Ron Elving

With the defeat of Hillary Clinton and the election of Donald Trump, Democrats may feel they have hit bottom.

The new power structure in Washington will combine a Republican president and a Republican Congress for the first time since 2006. Throw in pending and prospective vacancies on the Supreme Court, and you can see why many progressives consider this the worst-case scenario.

But it is not.

When American voters must choose a new president, reaction tends to rule. Given a choice between continuity and contrast, we favor contrast — even when the retiring incumbent leaves office with relatively high public approval.

This sometimes is called the pendulum effect: The farther the pendulum swings in one direction, the farther it is likely to swing back. In physics, every action has an equal and opposite reaction; in politics, the pushback sometimes can be disproportionate.

When Donald Trump came down the escalator in June of 2015 in the tower he named for himself in Manhattan, few of us who do politics for a living took his off-the-cuff announcement for president seriously.

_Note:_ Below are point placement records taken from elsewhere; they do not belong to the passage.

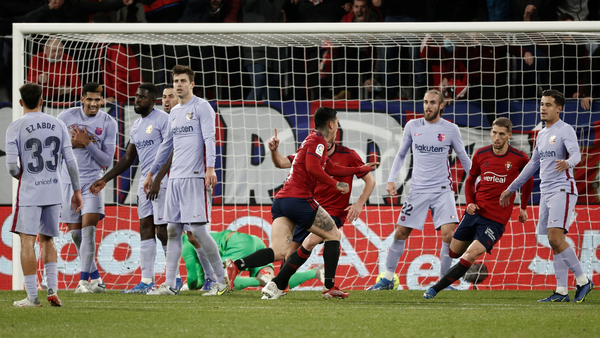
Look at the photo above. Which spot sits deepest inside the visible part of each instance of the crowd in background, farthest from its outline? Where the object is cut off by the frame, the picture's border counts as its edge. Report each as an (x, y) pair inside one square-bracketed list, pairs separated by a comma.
[(325, 72)]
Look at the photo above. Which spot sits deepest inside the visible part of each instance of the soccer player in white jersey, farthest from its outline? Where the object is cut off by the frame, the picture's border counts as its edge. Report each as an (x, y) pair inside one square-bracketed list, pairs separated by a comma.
[(191, 137), (431, 138), (170, 98), (556, 152), (37, 142), (147, 133), (93, 137)]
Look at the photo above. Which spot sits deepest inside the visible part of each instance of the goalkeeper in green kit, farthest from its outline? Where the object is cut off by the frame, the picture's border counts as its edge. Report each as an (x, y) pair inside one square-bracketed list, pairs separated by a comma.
[(234, 245)]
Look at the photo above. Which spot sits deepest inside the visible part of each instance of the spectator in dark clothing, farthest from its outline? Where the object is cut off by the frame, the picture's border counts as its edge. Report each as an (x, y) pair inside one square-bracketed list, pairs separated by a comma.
[(167, 11), (211, 11), (534, 10), (322, 11), (488, 75)]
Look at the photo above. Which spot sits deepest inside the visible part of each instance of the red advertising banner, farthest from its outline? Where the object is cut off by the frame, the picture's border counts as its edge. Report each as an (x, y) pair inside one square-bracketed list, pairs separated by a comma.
[(521, 260)]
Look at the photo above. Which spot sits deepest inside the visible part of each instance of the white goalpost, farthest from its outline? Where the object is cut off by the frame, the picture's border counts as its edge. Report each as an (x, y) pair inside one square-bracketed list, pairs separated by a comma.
[(259, 77)]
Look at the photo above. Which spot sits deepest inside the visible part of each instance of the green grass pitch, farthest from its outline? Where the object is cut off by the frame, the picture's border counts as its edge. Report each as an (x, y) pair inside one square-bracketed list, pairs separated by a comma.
[(303, 314)]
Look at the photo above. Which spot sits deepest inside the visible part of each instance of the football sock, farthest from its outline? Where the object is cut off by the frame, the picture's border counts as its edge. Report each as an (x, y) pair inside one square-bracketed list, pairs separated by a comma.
[(294, 261), (88, 250), (446, 260), (51, 275), (208, 270), (561, 272), (453, 274), (208, 244), (147, 258), (301, 277), (31, 287), (395, 251), (175, 231), (254, 260), (570, 258), (331, 256), (245, 282)]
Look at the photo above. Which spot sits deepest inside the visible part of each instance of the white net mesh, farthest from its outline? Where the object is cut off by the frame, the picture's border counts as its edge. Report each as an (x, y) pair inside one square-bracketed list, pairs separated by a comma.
[(258, 82)]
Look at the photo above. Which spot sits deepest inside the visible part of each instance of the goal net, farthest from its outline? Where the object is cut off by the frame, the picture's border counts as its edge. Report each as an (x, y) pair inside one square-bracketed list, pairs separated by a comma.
[(264, 77)]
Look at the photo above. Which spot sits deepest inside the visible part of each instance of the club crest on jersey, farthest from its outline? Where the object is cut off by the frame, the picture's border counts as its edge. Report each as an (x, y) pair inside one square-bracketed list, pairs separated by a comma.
[(320, 149)]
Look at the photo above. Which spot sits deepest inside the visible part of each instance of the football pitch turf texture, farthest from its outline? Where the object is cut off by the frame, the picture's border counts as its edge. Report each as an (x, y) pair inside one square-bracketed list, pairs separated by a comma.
[(303, 314)]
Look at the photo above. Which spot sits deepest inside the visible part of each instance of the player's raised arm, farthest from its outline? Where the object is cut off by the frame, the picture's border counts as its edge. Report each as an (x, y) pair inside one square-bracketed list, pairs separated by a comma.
[(459, 148), (570, 140), (278, 160), (12, 151), (400, 156), (125, 162), (105, 153)]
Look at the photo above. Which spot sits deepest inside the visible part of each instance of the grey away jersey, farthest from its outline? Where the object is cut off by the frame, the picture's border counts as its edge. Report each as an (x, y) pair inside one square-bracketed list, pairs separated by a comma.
[(91, 161), (192, 137), (431, 145), (558, 142), (40, 141), (147, 133)]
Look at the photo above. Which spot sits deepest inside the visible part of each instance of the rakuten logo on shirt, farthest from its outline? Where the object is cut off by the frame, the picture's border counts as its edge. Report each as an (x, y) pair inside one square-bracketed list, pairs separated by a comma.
[(182, 129), (428, 149), (493, 177), (145, 143), (547, 153)]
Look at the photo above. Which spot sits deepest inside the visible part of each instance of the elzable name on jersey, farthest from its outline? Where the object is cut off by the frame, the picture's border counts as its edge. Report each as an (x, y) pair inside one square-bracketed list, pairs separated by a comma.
[(143, 144), (47, 182), (547, 153), (493, 177), (40, 125), (182, 129), (429, 149)]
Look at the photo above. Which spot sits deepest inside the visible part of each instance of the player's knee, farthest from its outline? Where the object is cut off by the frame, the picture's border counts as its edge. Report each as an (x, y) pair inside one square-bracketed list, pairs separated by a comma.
[(447, 237), (172, 232), (555, 242), (402, 233), (333, 235), (161, 234)]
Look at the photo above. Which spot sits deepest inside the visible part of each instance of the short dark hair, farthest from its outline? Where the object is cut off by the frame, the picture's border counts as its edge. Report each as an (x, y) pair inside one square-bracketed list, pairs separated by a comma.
[(559, 98), (503, 122), (92, 87), (31, 93), (151, 88), (436, 92), (565, 17), (323, 115), (178, 69)]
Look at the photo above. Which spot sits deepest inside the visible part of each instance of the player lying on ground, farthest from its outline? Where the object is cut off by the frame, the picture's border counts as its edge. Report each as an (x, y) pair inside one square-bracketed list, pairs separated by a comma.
[(234, 245)]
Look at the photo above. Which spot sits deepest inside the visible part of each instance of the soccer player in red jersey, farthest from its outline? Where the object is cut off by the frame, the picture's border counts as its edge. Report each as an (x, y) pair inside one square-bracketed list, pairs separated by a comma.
[(482, 226), (295, 205), (337, 205)]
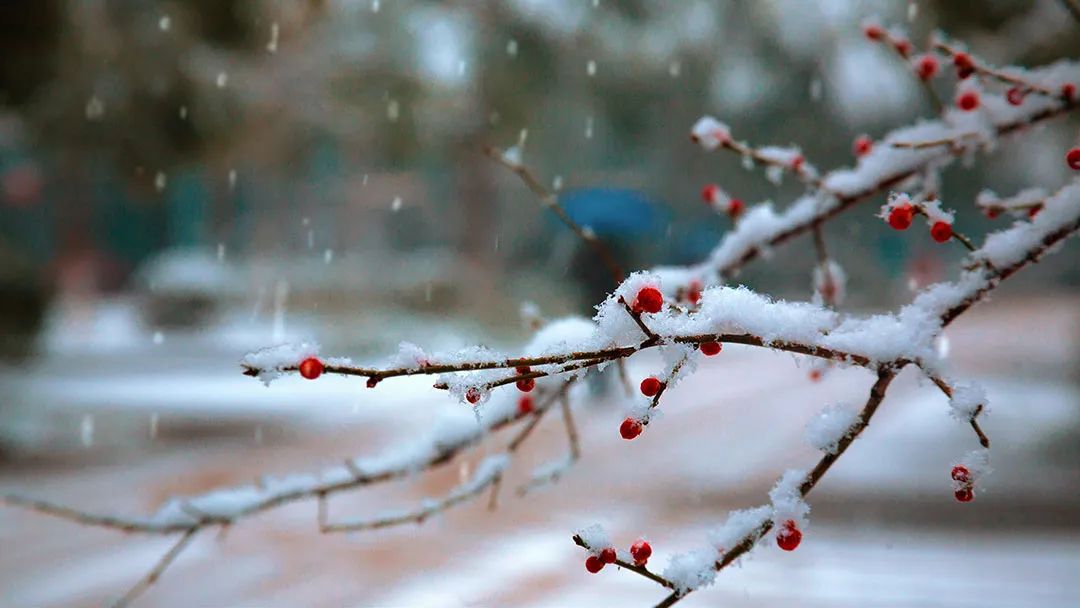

But the past 17 months have been a lesson to all of us who flattered ourselves — as campaign pros, polling pros and media pros — that we knew more about politics than he did.

What have we learned? That Trump was being taken very seriously, indeed, by the people who ultimately mattered: voters.

Polls are not the only place people look to for guidance to Election Day outcomes. Lots of people believe in bellwethers.

The first two things to know about bellwethers is that there's no letter "a" in the word, and bellwethers don't have anything to do with predicting the weather. The name refers to the neutered rams that shepherds use to guide flocks in the right direction. The wether trots along when the shepherd calls, the bell at his neck jangles, and the other sheep come ambling after him.